Leonor Fini was the only woman fully inducted into the original circle of Paris Surrealists, led by André Breton and including Dali, Max Ernst, and the writer André Pieyre de Mandiargues, among others. Fini’s work, like that of the other Surrealists, dealt in imagery of the subconscious rather than depicting the world as seen by the eye. It is interesting to consider, with Fini, the difference between what one sees and what one envisions. Her initial, surreal works came about after an eye infection that kept her bandaged - essentially blindfolded - for nearly a year in her young adulthood. Shortly after, she began to paint the waking dreams and visions she had experienced without sight. One significant, distinguishing characteristic of Fini’s Surrealism is the role of the female character, which, unexpectedly for her time, was unabashedly depicted as powerful, dominant, and even subjugating. 

Fini’s fame through the 1930s, 40s and 50s regarded her public persona as much as her painting. She dressed theatrically, appeared at every party of note in Paris, and generally failed to fit the mold of the proper, polite woman. She openly shirked the prescription of marriage, and engaged multiple, very public affairs before settling - if it can be called such - with her two favorite lovers in a Paris apartment in 1946, where she lived and worked for the subsequent 5 decades. 

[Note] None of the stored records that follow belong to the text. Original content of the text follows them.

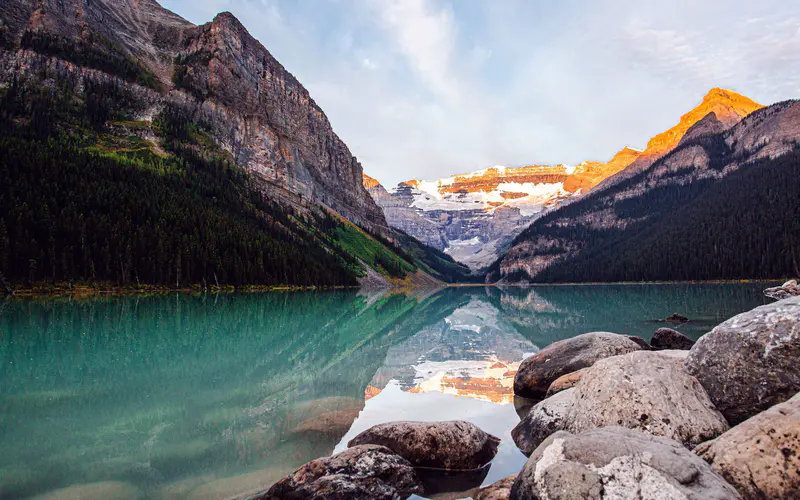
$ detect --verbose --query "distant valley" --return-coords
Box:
[364,147,641,272]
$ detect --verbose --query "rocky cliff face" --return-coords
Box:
[0,0,387,233]
[364,148,640,270]
[491,93,800,280]
[602,88,764,186]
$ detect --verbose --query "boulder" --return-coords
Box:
[694,393,800,500]
[511,389,575,455]
[509,427,740,500]
[564,351,728,448]
[764,280,800,300]
[650,328,694,350]
[655,349,689,360]
[514,332,641,400]
[547,368,588,398]
[260,445,423,500]
[475,474,518,500]
[667,313,689,323]
[626,335,653,351]
[348,420,500,470]
[686,297,800,424]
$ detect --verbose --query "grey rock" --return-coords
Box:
[509,427,741,500]
[655,349,689,360]
[348,420,500,470]
[694,393,800,500]
[626,335,653,351]
[511,389,575,455]
[686,297,800,424]
[764,280,800,300]
[650,328,694,350]
[547,368,589,398]
[514,332,641,399]
[260,445,423,500]
[565,351,728,447]
[475,474,518,500]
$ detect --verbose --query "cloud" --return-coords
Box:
[374,0,461,106]
[159,0,800,186]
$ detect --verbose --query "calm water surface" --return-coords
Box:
[0,284,776,499]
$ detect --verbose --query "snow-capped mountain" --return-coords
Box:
[364,148,641,270]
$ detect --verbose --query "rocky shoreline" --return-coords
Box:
[247,290,800,500]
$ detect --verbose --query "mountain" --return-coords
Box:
[488,94,800,282]
[364,148,640,271]
[0,0,452,288]
[603,88,764,189]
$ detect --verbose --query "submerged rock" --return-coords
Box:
[650,328,694,350]
[547,368,588,398]
[694,393,800,500]
[511,389,575,455]
[475,474,519,500]
[514,332,641,399]
[510,427,740,500]
[416,464,491,500]
[625,335,652,351]
[667,313,689,323]
[348,420,500,470]
[260,445,423,500]
[764,280,800,300]
[565,351,728,447]
[686,297,800,424]
[33,481,142,500]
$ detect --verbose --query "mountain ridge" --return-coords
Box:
[494,96,800,281]
[365,87,763,271]
[0,0,465,289]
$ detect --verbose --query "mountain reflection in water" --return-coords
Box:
[0,283,776,499]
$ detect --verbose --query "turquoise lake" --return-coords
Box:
[0,283,770,500]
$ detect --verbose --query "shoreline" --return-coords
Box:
[2,278,789,298]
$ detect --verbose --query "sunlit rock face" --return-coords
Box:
[603,88,764,185]
[499,89,780,284]
[364,298,538,404]
[364,148,640,270]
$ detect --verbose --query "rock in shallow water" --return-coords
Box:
[686,297,800,424]
[475,474,519,500]
[764,280,800,300]
[514,332,642,399]
[348,420,500,470]
[564,351,728,447]
[511,388,575,455]
[650,328,694,350]
[694,393,800,500]
[260,445,423,500]
[510,427,740,500]
[34,481,142,500]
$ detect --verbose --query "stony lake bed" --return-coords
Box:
[0,283,792,499]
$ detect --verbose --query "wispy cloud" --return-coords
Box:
[163,0,800,185]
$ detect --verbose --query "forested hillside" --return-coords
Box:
[494,146,800,282]
[0,74,466,287]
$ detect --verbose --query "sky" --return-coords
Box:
[161,0,800,188]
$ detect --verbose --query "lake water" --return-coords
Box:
[0,283,768,500]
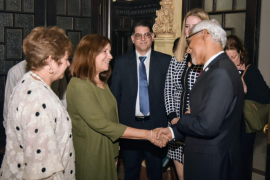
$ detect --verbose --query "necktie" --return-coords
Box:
[139,56,149,116]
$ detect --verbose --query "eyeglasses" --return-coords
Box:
[134,32,152,40]
[186,30,203,46]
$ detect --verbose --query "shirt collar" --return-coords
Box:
[203,51,224,70]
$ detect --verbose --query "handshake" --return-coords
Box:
[149,128,172,148]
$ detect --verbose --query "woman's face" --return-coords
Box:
[226,49,240,66]
[185,16,202,37]
[52,51,70,80]
[96,43,112,74]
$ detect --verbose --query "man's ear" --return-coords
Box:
[45,55,53,66]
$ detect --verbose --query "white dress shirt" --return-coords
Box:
[135,49,151,116]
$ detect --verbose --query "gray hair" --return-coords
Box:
[191,19,227,49]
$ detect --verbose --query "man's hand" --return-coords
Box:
[171,118,180,125]
[157,128,172,141]
[150,128,170,148]
[185,106,190,114]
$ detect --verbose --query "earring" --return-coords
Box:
[49,67,54,74]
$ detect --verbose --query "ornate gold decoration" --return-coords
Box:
[153,0,176,38]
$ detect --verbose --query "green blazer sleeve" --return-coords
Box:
[67,78,126,142]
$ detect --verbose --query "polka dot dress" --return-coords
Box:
[0,71,75,180]
[164,53,202,163]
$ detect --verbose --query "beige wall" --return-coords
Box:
[258,0,270,86]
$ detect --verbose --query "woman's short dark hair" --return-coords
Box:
[69,34,111,84]
[224,35,248,64]
[23,26,72,70]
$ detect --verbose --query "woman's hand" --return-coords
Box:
[241,78,247,94]
[171,118,180,125]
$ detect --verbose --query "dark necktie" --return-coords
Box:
[139,56,149,116]
[198,69,203,77]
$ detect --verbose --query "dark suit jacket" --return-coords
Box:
[111,50,171,128]
[173,53,244,180]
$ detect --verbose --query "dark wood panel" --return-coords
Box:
[245,0,261,66]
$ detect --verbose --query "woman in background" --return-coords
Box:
[165,8,209,180]
[0,27,75,180]
[67,34,167,180]
[225,35,270,180]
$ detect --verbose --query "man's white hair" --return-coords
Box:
[191,19,227,49]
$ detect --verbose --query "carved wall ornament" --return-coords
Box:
[153,0,176,38]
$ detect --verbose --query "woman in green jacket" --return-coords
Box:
[67,34,167,180]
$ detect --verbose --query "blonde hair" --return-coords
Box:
[174,8,209,62]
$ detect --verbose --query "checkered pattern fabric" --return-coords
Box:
[164,53,202,163]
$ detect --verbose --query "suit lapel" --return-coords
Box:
[149,50,158,85]
[127,51,138,88]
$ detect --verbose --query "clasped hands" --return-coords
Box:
[150,128,172,148]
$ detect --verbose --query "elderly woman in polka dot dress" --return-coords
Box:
[0,27,75,180]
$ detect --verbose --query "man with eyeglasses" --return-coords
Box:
[158,20,244,180]
[111,20,171,180]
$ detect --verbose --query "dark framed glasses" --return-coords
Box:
[186,30,203,46]
[134,32,152,40]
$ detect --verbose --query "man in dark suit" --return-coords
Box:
[158,20,244,180]
[111,20,171,180]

Fini’s individualism and disregard for societal norms allowed extreme productivity throughout a decades-long artistic career, well beyond the lifespan of the formal movement of Surrealism. She manipulated and distorted her subject matter to convey her attitudes about power, sex, relationship, and the political world at large, yielding a vast portfolio rich in dreamlike scenarios and re-imaginations of social roles.